Ambos dieron un paso al frente. Couzens mostraba en su redondo semblante tal mirada suplicante que Bunce le preguntó directamente:
—¿Ha empacado ya sus cosas?
Couzens asintió con entusiasmo, mientras Forbes parecía a punto de ponerse a llorar y agitaba incómodo su cabeza.
—Señor Couzens —dijo entonces Bunce—, póngase en marcha sin pérdida de tiempo. ¡El señor nos bendice liberando este navío de sus bromas y sus jaranas! —Se volvió hacia Bolitho guiñándole un ojo, que parecía una porta de cañón, y preguntó—: ¿Satisfecho?
—Sí.
Bolitho dio más apretones de manos mientras trataba de contener su emoción.

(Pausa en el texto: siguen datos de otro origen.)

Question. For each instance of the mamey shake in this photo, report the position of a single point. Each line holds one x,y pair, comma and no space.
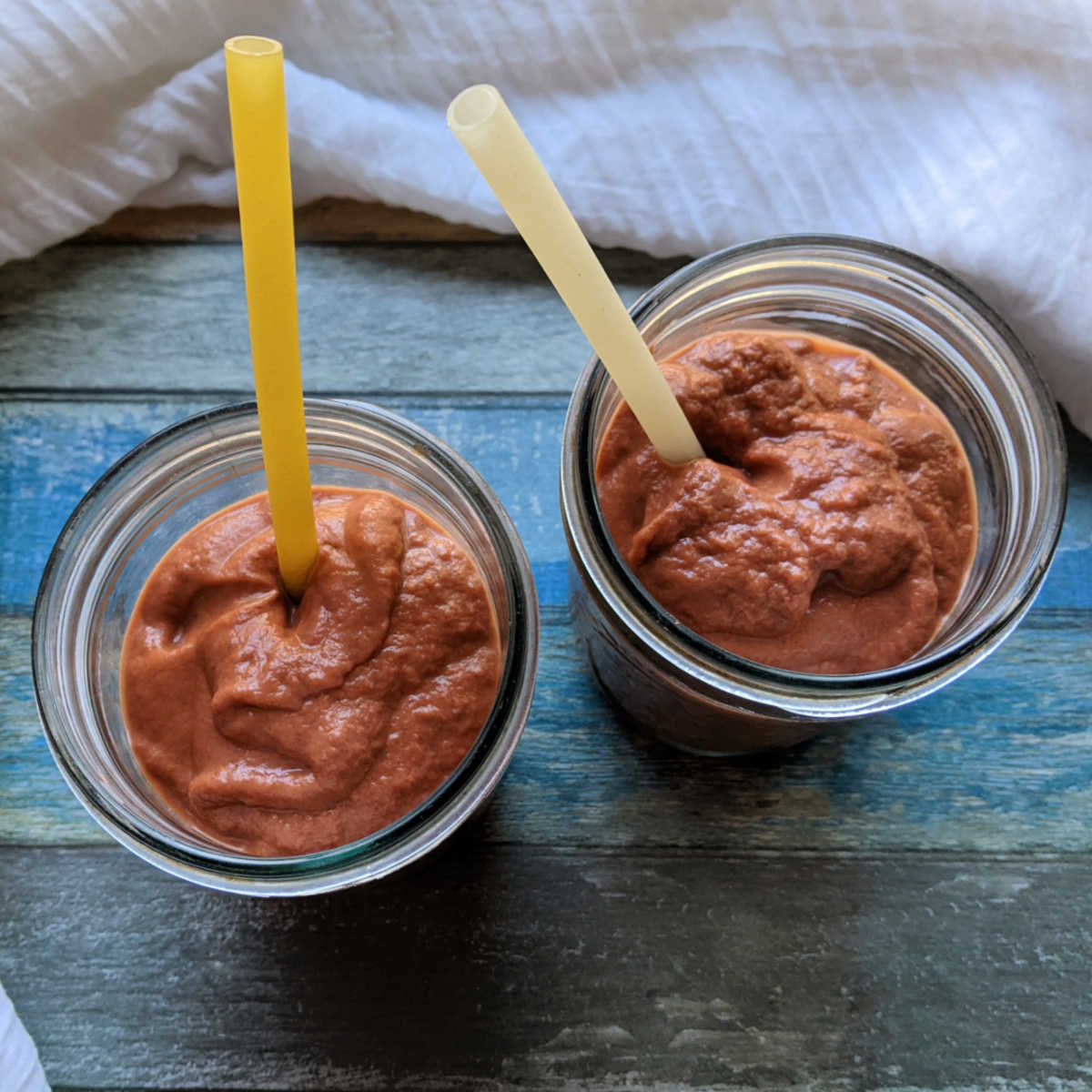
830,529
283,729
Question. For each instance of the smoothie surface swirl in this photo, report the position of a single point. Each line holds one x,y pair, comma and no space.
834,523
281,729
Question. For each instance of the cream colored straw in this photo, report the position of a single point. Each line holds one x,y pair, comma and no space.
486,128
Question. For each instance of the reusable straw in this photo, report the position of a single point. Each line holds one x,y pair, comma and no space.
485,126
260,136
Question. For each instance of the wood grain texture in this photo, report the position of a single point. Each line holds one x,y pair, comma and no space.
1002,760
372,319
544,969
328,219
898,905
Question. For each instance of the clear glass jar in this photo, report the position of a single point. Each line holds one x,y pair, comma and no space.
915,317
132,516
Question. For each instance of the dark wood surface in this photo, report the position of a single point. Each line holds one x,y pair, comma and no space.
905,904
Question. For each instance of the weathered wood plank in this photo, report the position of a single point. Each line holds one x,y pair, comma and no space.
1002,760
382,318
56,449
328,219
543,969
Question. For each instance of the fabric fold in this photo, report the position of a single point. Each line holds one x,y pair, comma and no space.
959,132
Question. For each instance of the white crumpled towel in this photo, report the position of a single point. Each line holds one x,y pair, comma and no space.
20,1070
961,131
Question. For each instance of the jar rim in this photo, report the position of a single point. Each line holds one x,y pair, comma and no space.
347,864
661,633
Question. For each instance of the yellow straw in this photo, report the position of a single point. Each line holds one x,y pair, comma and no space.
260,136
486,128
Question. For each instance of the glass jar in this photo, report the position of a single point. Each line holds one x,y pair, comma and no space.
136,511
681,688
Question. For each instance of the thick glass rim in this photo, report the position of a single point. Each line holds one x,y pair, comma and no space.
344,864
662,633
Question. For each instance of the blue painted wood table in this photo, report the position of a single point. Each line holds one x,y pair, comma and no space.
904,905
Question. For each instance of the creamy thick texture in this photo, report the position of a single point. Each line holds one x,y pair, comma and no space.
833,524
283,730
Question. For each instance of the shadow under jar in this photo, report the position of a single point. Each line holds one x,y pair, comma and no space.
129,520
913,316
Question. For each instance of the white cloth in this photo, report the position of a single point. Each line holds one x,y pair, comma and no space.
961,131
20,1070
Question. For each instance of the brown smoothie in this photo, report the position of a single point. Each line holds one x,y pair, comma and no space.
833,525
281,730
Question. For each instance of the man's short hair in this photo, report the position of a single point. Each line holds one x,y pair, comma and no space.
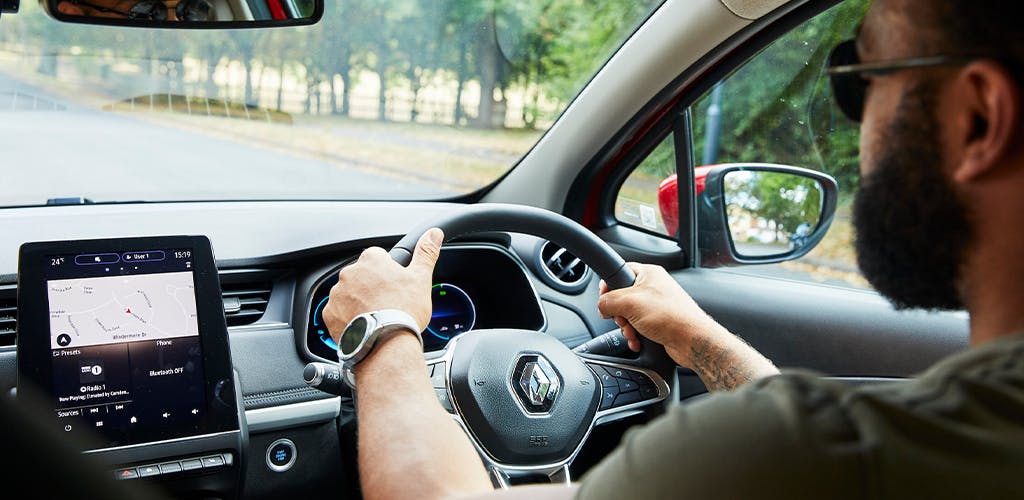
988,28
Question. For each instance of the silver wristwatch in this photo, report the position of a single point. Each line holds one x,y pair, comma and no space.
365,330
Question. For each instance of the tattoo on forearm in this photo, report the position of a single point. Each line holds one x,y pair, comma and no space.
721,369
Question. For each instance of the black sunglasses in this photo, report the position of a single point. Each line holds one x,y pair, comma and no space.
157,9
848,74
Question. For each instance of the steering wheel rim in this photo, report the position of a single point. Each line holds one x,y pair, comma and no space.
474,388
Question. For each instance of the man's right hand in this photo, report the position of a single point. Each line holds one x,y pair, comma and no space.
658,308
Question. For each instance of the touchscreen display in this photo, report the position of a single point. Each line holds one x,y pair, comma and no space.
125,349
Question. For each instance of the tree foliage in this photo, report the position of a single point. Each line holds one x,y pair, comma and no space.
777,108
545,49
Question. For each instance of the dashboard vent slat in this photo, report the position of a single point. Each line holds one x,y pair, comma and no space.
8,317
246,297
561,269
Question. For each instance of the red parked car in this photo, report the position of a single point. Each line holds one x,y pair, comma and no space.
668,197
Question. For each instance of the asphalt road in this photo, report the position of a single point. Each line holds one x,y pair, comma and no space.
52,149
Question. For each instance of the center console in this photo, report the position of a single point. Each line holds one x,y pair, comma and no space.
125,342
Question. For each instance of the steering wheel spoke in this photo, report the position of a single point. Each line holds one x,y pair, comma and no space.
625,388
526,402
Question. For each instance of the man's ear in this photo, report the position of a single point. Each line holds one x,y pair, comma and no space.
991,98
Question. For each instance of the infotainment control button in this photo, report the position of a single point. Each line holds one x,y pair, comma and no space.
281,455
213,461
126,473
168,467
147,470
192,464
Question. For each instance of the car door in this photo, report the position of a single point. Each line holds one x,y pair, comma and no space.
765,101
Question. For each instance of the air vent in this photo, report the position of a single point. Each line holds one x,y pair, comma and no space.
561,269
8,316
246,296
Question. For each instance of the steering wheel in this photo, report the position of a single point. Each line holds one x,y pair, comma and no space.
526,401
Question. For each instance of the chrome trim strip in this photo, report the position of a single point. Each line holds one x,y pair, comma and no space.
285,416
553,470
155,443
260,326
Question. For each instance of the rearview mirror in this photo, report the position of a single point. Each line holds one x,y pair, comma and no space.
763,213
187,13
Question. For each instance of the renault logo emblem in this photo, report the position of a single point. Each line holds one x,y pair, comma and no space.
536,383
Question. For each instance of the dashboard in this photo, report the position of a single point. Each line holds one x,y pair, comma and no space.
276,262
475,287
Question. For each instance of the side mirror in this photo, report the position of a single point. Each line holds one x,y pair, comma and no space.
762,213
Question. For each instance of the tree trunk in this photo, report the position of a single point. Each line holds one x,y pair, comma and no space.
281,82
487,60
382,95
334,96
414,81
346,93
248,65
462,81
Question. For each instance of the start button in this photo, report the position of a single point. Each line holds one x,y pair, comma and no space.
281,455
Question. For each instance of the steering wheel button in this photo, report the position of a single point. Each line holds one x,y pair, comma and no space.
627,385
608,397
627,398
444,400
639,377
606,379
437,377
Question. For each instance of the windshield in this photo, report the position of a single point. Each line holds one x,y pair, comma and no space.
381,99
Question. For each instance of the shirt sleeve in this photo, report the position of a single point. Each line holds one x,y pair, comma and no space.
785,436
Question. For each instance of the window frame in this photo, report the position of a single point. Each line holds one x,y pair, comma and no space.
596,188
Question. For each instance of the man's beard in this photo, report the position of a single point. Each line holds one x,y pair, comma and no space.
912,228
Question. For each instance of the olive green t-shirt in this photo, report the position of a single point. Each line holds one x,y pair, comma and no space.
954,431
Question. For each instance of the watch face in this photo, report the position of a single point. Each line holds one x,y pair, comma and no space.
352,336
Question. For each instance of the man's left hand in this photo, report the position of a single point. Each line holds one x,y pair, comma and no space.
376,282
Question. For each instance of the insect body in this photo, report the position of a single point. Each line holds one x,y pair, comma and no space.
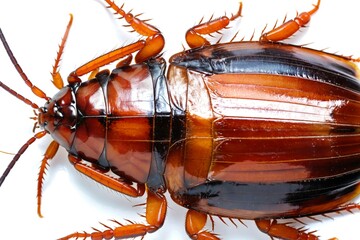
248,130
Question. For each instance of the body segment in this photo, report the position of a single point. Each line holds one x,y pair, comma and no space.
264,118
243,130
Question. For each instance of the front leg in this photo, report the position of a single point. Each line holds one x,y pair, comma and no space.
156,207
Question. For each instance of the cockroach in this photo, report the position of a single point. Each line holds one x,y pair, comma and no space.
267,131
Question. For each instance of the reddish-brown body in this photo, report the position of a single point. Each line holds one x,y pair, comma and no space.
248,130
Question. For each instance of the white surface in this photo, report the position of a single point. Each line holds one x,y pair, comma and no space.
70,201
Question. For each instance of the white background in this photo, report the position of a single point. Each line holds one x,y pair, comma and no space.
71,202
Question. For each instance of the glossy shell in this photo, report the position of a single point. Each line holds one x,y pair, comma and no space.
270,130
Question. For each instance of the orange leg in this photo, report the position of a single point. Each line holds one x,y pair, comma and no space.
193,35
289,28
49,154
154,40
155,215
195,222
57,79
283,231
146,49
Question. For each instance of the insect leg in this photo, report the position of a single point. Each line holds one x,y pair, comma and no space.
195,222
93,65
154,42
155,215
49,154
193,35
57,79
283,231
289,28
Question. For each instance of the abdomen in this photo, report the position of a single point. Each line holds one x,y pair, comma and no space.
272,130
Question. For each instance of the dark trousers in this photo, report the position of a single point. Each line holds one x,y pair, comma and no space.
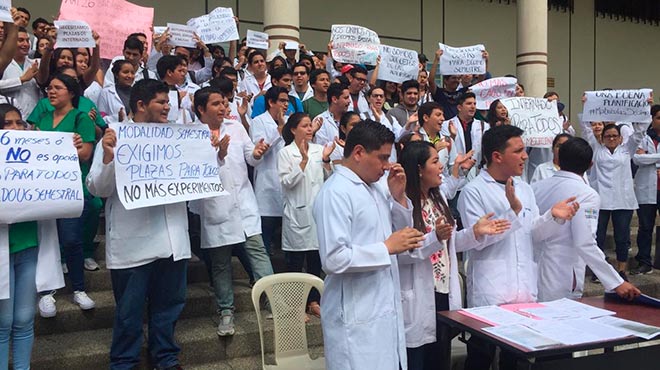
160,284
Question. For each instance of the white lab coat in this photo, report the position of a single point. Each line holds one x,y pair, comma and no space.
267,185
361,310
299,189
139,236
646,179
227,220
49,274
501,269
561,257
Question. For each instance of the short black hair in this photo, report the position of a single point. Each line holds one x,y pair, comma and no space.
370,134
495,140
575,155
202,98
145,91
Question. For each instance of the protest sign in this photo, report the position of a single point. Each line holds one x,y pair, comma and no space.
489,90
5,11
397,65
159,164
464,60
217,26
112,29
257,40
617,106
354,44
537,117
40,176
74,34
181,35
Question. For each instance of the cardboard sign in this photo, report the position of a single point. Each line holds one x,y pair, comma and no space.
461,61
617,106
488,91
74,34
537,117
354,44
397,65
40,176
113,20
159,164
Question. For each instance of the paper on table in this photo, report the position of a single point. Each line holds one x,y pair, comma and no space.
633,327
523,336
494,315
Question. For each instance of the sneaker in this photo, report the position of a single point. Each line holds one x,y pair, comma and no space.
47,306
226,326
82,299
91,265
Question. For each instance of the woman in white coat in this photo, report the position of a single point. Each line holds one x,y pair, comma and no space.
302,167
114,99
438,271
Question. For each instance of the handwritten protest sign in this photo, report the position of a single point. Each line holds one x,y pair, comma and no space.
489,90
74,34
181,35
40,176
257,40
397,65
217,26
112,29
354,44
617,106
460,61
164,163
537,117
5,11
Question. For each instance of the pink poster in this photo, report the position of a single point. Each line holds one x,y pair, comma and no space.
114,20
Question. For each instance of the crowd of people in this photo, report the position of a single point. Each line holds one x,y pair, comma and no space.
379,187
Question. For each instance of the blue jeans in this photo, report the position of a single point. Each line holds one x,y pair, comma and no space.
71,236
162,285
621,224
17,312
221,268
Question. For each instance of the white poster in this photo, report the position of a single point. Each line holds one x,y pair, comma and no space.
40,176
159,163
217,26
74,34
181,35
257,40
537,117
397,65
617,106
354,44
489,90
464,60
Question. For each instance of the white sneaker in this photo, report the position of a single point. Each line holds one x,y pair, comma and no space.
82,299
47,306
91,265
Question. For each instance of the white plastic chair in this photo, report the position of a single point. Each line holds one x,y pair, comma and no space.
287,294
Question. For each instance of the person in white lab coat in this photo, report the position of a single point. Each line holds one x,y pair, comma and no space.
561,257
355,215
438,270
501,269
267,128
147,249
232,220
302,167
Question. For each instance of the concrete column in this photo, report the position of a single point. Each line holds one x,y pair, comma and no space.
532,51
281,21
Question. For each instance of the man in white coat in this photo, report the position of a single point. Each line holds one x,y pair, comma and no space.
361,310
147,250
561,258
502,269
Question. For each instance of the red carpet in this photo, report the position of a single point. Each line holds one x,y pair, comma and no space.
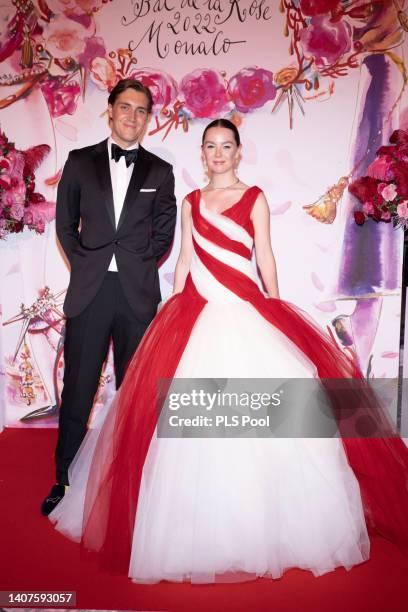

D'Esterre apareció en último lugar:
—Buena suerte, Dick. Nos volveremos a encontrar. Le echaré de menos.
Bolitho se volvió hacia el
White Hills
y observó las crestas de las olas que bailoteaban junto a su casco y le obligaban a balancearse en un movimiento pendular cada vez más acusado.
En su bolsillo estaba ya el pliego de las órdenes, contenido en un sobre profusamente lacrado. Debía marcharse, pero el navío continuaba tirando de él.
Anduvo hacia el portalón de entrada y vio el pequeño lanchón que se alzaba y descendía contra el costado al ritmo de las olas. Venía mal tiempo, había asegurado Bunce. Casi lo prefería. Eso aceleraría el cambio de las cosas y le mantendría ocupado; así evitaría sentir nostalgia.